In return for refuge and support, what responsibilities can the Western hosts ask of refugees and migrants to shoulder? Can the ongoing welfare support be maintained? Is it really the right thing to do morally? Whose rights are more equal?
But it isn’t the naive and needy migrant or genuine refugee who poses the greatest threat to democracy: it is the secretive political movers and shakers behind them, exploiting the circumstances, weaponizing the professional legal supporters, bank rolling the professional agitators to generate chaos. That is the even more important question. We shouldn’t be surprised if the answer turns out to identify political enemies of our democracy.
Could one of the answers to that question be found on the steps of the Sydney Opera House on October 8, 2023, when rioters reacted to the Hamas attack on Israel – clearly migrants of some kind – edged close to anarchy screaming support for Hamas and hateful, violent insults at Jews?

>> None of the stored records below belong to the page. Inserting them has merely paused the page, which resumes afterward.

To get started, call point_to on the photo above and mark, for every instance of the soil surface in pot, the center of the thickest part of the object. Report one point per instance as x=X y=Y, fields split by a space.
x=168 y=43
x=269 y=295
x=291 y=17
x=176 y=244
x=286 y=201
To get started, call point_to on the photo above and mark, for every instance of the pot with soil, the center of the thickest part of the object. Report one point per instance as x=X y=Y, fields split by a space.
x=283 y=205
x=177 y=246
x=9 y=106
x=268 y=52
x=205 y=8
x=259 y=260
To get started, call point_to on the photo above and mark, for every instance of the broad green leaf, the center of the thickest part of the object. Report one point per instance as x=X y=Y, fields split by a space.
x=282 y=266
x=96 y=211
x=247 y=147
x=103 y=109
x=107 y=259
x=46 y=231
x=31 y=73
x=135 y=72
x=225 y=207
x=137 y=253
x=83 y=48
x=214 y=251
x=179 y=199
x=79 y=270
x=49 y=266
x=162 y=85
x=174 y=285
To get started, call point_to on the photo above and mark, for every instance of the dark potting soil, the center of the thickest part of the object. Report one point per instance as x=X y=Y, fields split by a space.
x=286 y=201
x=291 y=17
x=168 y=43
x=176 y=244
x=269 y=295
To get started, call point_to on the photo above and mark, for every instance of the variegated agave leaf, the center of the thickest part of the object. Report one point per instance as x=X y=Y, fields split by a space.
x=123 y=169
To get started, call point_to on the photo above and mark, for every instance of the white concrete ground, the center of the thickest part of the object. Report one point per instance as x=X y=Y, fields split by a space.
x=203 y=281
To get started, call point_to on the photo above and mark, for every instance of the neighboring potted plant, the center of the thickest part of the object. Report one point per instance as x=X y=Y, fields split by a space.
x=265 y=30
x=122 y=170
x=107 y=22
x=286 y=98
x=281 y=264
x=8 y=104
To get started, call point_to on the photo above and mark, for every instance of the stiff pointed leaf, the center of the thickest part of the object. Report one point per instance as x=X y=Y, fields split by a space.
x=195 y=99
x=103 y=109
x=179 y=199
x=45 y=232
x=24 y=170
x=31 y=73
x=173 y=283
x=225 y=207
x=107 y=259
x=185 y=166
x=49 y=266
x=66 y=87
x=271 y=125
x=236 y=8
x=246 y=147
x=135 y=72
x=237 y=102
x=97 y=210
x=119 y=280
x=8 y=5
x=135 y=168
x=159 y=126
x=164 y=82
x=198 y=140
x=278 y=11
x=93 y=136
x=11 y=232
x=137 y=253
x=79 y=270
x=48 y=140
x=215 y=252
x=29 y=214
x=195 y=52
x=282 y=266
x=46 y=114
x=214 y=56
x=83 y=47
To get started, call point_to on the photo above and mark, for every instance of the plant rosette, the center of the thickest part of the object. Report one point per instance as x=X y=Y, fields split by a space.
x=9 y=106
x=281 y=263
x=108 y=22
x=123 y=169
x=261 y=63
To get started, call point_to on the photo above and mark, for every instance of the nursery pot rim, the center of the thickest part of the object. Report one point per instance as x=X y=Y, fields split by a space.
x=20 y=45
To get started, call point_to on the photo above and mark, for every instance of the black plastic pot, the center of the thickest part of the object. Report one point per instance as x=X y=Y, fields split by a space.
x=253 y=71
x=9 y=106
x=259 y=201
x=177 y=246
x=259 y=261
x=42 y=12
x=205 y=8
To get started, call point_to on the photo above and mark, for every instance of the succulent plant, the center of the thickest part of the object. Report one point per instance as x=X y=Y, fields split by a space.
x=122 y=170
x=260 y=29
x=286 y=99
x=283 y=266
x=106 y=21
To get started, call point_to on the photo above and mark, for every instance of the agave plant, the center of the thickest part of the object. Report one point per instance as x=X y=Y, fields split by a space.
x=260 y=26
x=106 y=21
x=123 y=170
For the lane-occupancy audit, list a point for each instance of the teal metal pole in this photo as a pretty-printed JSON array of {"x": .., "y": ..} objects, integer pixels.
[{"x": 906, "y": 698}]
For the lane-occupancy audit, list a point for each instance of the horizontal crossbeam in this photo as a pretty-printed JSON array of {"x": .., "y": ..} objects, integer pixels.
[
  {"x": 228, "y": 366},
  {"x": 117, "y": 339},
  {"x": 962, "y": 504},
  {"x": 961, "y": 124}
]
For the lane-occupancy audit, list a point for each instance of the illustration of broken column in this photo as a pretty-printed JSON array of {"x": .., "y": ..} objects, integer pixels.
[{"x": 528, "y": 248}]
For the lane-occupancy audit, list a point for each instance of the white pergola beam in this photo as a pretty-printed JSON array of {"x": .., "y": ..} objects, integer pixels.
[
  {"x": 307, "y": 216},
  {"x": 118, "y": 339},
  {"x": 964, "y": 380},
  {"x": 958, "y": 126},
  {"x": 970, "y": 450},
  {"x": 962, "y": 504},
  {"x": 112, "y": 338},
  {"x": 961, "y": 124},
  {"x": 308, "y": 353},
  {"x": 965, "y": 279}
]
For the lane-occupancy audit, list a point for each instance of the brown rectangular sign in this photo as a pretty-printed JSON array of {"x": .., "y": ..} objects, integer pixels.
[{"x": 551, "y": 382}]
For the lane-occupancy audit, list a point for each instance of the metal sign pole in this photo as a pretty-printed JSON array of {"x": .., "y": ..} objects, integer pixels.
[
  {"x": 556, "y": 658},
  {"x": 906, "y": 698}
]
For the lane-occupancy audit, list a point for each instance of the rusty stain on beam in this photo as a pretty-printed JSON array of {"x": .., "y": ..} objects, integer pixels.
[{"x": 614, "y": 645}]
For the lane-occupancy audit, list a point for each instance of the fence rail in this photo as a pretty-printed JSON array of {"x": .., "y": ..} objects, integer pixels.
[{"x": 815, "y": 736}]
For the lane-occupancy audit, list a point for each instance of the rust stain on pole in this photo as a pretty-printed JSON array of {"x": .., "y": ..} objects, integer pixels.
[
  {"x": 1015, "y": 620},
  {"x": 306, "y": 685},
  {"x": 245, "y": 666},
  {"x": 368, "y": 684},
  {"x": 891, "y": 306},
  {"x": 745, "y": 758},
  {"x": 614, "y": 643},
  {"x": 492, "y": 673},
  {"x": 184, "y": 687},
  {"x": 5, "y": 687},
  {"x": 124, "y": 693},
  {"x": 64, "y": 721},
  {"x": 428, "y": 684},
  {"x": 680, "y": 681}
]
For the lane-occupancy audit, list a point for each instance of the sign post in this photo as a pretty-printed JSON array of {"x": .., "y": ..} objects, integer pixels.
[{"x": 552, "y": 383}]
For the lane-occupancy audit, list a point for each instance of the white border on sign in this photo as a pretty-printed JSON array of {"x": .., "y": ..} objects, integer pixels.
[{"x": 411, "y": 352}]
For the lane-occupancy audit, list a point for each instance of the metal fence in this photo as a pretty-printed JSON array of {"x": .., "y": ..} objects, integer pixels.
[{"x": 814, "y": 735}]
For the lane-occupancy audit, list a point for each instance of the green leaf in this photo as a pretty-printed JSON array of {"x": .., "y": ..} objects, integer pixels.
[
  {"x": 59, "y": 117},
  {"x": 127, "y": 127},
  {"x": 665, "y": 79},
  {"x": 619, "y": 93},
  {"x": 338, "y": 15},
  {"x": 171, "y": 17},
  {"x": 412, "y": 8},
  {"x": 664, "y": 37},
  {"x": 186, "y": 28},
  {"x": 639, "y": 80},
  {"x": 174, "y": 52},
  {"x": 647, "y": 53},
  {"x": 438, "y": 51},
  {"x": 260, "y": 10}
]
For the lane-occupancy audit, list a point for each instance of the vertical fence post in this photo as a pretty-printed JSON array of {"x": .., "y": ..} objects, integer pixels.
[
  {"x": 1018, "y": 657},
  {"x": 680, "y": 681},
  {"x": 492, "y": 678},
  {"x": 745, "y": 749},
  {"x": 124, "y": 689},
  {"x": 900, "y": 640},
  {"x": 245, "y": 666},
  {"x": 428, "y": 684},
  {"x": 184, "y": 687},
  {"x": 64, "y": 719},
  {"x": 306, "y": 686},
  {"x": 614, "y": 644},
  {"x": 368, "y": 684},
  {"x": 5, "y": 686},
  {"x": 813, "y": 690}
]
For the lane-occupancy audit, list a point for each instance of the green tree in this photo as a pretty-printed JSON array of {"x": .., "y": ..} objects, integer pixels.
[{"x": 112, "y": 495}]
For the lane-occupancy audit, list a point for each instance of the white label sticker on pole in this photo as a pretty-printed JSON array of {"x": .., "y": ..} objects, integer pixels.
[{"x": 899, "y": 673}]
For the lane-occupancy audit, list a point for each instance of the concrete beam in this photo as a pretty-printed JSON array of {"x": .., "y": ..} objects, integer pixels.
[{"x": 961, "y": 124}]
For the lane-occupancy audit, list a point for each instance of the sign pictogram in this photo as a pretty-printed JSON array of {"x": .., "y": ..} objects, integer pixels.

*A Muslim perspective: “Few are aware that the conservative Damascene jurist, Ibn Taymiyyah (1263–1328), discouraged Muslims living in majority non-Muslims lands to dress in a manner that was distinct from their compatriots. In his mind, conspicuously religious garb could prejudice non-Muslims towards a true understanding of Islam’s universal message.” – April 19, 2011, Reflections on France’s Ban on the ‘Burqa’: An American Muslim’s Perspective, by Abid Quereshi
Andrew L. Urban was a refugee in Britain after the Hungarian revolution and a decade later became a migrant to Australia.